First major industry academia conference comes to Wales – 18th October 2017 – Mercure Holland House Hotel, Cardiff.

The Sêr Cymru National Research Network (NRN) in Advanced Engineering and Materials (AEM) played host to Wales’ first major engineering conference this October namely, ‘Engineering Wales’, showcasing the very best of engineering innovation to enhance and promote collaborative partnerships between academia and industry.

With the event taking place in the Welsh capital at the Mercure Holland House hotel industrialists, academics, funding bodies and public alike could relish in the exhibition of Welsh innovation and be at the forefront of the future of engineering in Wales. 

Eight workshops provided the platform to celebrate this ingenuity from discovering the latest in nuclear power through the BWR Network to understanding the factory of the future with Swansea University’s IMPACT project. The workshops provided the opportunity for academics and those from industry to explore the diverse skills needed to boost both societal and economic means within Wales and promote it as a scientific hub on the international stage. To learn more about the workshops delivered at the event please click the presentation tab.

The onset of advanced engineering and the future of pioneering new materials was a focused themed throughout the day’s event.  With Tidal Lagoon Power’s Technical Director, Ton Fijen, highlighting the future of new energy through marine power it was clear how vital those partnerships between academia and industry are in enhancing the future of science within the country. 

 

“Our work with Universities is a key part of our strategy and we were therefore delighted to be supporting Engineering Wales; an event that really showcased the international scientific capabilities that we are proud to be a part of.” - Ton Fijen, Technical Director, Tidal Lagoon Power.

 

From marine power to luxury car manufacturing, Engineering Wales provided scope on these crucial collaborations and with luxury car manufacturer, Aston Martin, having recently set its eyes on the country for the future of its production, it was fitting that the company’s Chief Engineer of Concept and Innovation, Pete Jolley, presented on why Wales and its academics are vital to enhancing the needs of industries such as this.

 

“From initial undergraduates moving through to their first work is one aspect of us being able to train those to become the engineers of the future and that’s vital as you need that constant cycle of good talent… going beyond that with universities it’s about building technical partnerships working with first tier suppliers and the government to look at areas of research that are valid to industry and without doubt that’s absolutely critical in us keeping competitive.” – Pete Jolley, Aston Martin

 

With innovative projects and manufacturers paving the way for industrialists and academia to form vital collaborative partnerships to both exploit the scientific talent harboured within Welsh universities and similarly highlight the unique research roles created within industry, Engineering Wales, was an event designed to explore those relations and exploit the breakthrough science from across Welsh Universities, whilst giving companies a platform to expand their ideas to scientific researchers.

This event was a flagship event to exploit blue sky research as a catalyst in fulfilling a company’s needs on both a commercial and economic front.

 

"We are an Engineering Apprenticeship Provider so it was a great opportunity to be involved and find out what's being developed.
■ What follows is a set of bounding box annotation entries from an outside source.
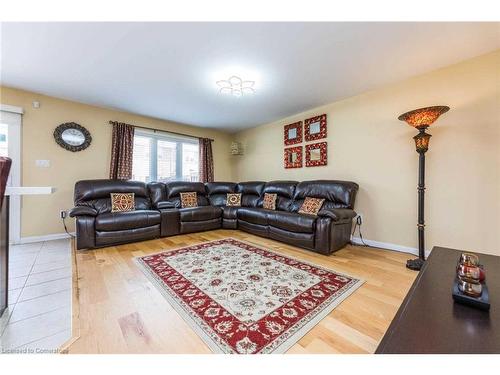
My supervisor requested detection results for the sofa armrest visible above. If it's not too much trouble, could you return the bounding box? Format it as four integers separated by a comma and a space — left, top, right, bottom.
156, 201, 177, 210
318, 208, 356, 222
69, 206, 97, 217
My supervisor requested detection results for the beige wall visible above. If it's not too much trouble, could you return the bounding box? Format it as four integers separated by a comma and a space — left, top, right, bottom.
235, 51, 500, 255
0, 87, 233, 237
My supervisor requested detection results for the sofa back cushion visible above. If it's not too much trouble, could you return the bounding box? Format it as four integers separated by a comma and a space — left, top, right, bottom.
205, 182, 236, 206
165, 181, 209, 208
148, 182, 167, 208
259, 181, 298, 211
291, 180, 359, 212
74, 180, 151, 214
236, 181, 266, 207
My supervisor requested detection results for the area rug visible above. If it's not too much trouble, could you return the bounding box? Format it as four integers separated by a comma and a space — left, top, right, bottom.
135, 238, 363, 354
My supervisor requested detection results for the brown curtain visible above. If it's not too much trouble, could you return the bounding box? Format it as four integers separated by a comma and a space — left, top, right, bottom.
0, 156, 12, 209
109, 121, 134, 180
199, 138, 214, 182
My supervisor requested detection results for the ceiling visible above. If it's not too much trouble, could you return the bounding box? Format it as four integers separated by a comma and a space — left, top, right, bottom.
0, 22, 500, 131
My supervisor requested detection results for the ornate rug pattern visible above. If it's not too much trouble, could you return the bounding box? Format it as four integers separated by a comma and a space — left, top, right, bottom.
135, 238, 363, 354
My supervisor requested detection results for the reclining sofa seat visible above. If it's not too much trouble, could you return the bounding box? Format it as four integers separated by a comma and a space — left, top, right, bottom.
70, 180, 161, 249
149, 181, 222, 236
70, 180, 358, 254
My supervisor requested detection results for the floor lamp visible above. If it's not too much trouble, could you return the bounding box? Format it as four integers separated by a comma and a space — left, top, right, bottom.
398, 106, 450, 271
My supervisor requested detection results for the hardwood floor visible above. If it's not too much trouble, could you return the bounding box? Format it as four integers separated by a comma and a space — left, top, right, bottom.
65, 230, 417, 354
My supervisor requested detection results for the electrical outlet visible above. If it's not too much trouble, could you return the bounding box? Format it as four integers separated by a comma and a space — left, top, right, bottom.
354, 213, 363, 224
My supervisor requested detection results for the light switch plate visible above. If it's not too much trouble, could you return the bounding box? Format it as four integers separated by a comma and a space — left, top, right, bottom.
35, 160, 50, 168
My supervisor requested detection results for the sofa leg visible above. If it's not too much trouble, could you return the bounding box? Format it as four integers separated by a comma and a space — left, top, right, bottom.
330, 221, 352, 253
76, 216, 95, 250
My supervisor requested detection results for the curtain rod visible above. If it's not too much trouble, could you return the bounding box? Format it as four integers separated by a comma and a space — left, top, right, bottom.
109, 121, 214, 142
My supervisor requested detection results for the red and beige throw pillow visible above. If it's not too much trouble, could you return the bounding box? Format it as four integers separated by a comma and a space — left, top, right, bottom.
226, 193, 241, 207
299, 197, 325, 215
262, 193, 278, 210
111, 193, 135, 212
180, 191, 198, 208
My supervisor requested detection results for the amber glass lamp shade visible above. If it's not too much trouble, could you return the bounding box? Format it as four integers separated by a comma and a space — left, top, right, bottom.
398, 105, 450, 128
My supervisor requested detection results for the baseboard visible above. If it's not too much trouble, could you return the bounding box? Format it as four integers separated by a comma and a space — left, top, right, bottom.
351, 237, 431, 257
12, 232, 75, 245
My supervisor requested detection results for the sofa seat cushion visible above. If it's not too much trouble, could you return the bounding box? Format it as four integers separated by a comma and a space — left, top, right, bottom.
95, 210, 161, 231
222, 206, 240, 220
179, 206, 222, 222
267, 211, 316, 233
238, 207, 273, 225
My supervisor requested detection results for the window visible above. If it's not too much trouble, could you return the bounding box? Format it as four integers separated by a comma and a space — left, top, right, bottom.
132, 129, 199, 182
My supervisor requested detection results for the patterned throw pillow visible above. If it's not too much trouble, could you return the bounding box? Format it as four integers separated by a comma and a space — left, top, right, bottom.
226, 193, 241, 207
111, 193, 135, 212
299, 197, 325, 215
262, 193, 278, 210
180, 191, 198, 208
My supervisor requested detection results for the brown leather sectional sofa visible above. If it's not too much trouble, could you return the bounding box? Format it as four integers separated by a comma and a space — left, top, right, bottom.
70, 180, 358, 254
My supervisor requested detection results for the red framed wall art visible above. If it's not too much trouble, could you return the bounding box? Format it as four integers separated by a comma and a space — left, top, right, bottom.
304, 114, 326, 142
306, 142, 327, 167
283, 146, 302, 169
283, 121, 302, 146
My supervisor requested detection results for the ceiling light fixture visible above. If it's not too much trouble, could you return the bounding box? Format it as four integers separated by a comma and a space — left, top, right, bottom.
216, 76, 255, 97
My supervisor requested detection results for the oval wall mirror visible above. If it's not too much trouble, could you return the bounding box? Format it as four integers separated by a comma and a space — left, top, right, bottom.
54, 122, 92, 152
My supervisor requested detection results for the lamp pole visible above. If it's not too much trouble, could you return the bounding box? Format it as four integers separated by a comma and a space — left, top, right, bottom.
406, 125, 431, 270
398, 106, 450, 271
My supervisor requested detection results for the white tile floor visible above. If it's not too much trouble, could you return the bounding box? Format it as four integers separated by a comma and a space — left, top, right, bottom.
0, 239, 72, 353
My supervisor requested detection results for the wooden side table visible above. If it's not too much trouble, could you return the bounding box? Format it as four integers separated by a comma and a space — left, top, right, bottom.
375, 247, 500, 354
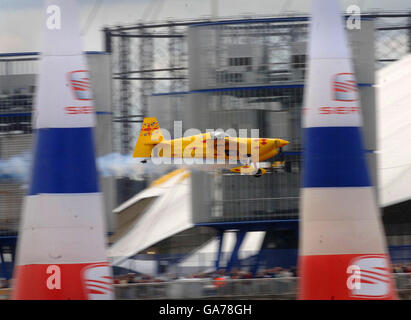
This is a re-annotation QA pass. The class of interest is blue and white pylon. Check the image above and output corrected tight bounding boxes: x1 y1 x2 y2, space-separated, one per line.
299 0 396 300
12 0 113 300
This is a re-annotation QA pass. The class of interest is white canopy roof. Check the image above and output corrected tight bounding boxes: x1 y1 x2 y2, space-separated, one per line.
107 170 193 265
We work with a variety of employers and apprentices so it's vital we keep up to speed with developments, changes and good news stories in the sector."- Delegate Feedback

 

"(Engineering Wales) gave the opportunity to feel part of a pan-Wales Engineering community with its own identity" - Delegate Feedback

 

A total of 205 people attended this inaugural event, 134 of these coming from the HE sector,  50 from industry with the remaining from educational institutes and funding bodies.